AVEC DEUX AILES

Article publié dans la Lettre n° 286


AVEC DEUX AILES de Danielle Mathieu-Bouillon. Mise en scène Anne Bourgeois avec Véronique Jannot, Marc Fayet.
Y a-t- il une vie après la mort ? Que se passe-t-il après ? Une grande lumière, un trou noir ? Peut-on revenir pour veiller sur ceux que l’on a aimés ? Toutes ces questions, vieilles comme le monde, Valentine ne pensait pas se les poser si tôt. Aujourd’hui, cette élégante quarantenaire se rend à un mariage. Un stupide accident de voiture stoppe son voyage. En attendant la dépanneuse, elle se retrouve sur une plage écrasée de soleil. Cela devrait lui paraître étrange, mais non. Que le lieu soit désert, uniquement peuplé par un homme, tout de blanc vêtu, tricotant de façon peu orthodoxe sous un parasol, ne la surprend pas plus. Mais que le tricoteur soit désagréable et peu disert l’a met en colère. Laurent, puisque tel est le prénom de l’as du jeu d’aiguille, boude. Il faut comprendre. À son âge, il est toujours intérimaire. Il aimerait bien voler de ses propres ailes. Dans sa partie, c’est primordial, Laurent est un ange gardien. Il pressent qu’avec Valentine, la tâche va être rude. Elle ne veut pas mourir. Elle ne veut pas admettre l’inadmissible. Valentine bouillonne d’énergie. Elle est exactement entre ailleurs et nulle part, dans les limbes. Laurent va aider Valentine à accepter son nouvel état. Notre ange gardien va avoir maille à partir avec elle.
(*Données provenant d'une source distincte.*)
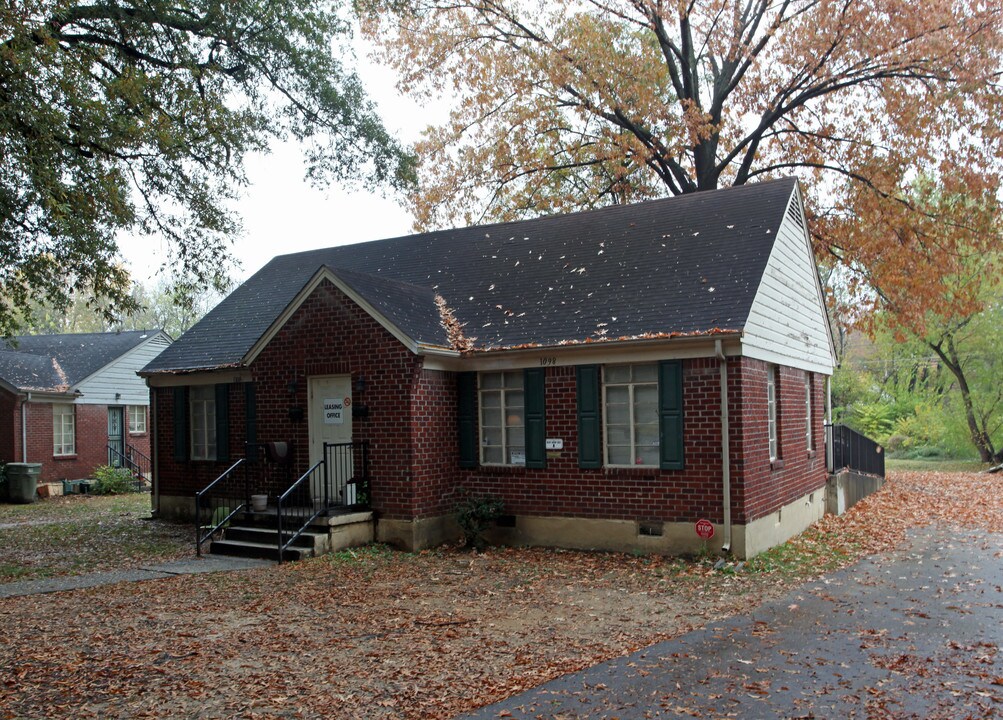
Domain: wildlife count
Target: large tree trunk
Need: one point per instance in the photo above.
(980, 437)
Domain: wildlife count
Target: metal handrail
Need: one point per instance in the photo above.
(284, 497)
(139, 469)
(132, 451)
(200, 496)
Depuis que l’homme a conscience de sa conscience, le cap après la mort occupe qu’on le veuille ou non nos esprits, que l’on soit croyant ou non. Ce thème est peu exploité au théâtre. Danielle Mathieu-Bouillon a écrit une jolie pièce, légère comme un nuage. Pour ce propos grave où les témoignages manquent, elle a tricoté pour ses interprètes un dialogue en dentelle. Elle jette Valentine dans un désespoir bien compréhensible et lui donne une planche de salut, tenue par un ange gardien. Dans les propositions, il y a beaucoup d’espoir, de tempérance. La pièce ne parle pas de la mort, c’est une comédie sur laquelle souffle une bouffée d’air frais, une bise apaisante.
Anne Bourgeois et Véronique Jannot ont eu un coup de cœur pour cette pièce. Anne Bourgeois est un metteur en scène qui fait du cousu main. Une intelligence du texte liée à un amour des comédiens, sont les marques de fabrique de ce tourbillon énergique qui se nomme Anne Bourgeois. Une difficulté de taille, c’est comment là-haut ? Pas d’effets spéciaux, pas de fumée, pas de pyrotechnique mais beaucoup de poésie. Cette pièce marquera un tournant pour la populaire Véronique Jannot. Son élégance naturelle, sa présence, la sympathie immédiate qu’elle dégage nous mettent en phase directe avec Valentine. Marc Fayet est l’ange gardien que l’on souhaite tous. Il faut saluer sa performance puisqu’il a repris le rôle créé par Jean-Michel Dupuis en tournée, en neuf jours. Une jolie performance pleine de drôlerie bourrue, le tout enveloppé par un nuage de charme. Petit Théâtre de Paris 9e.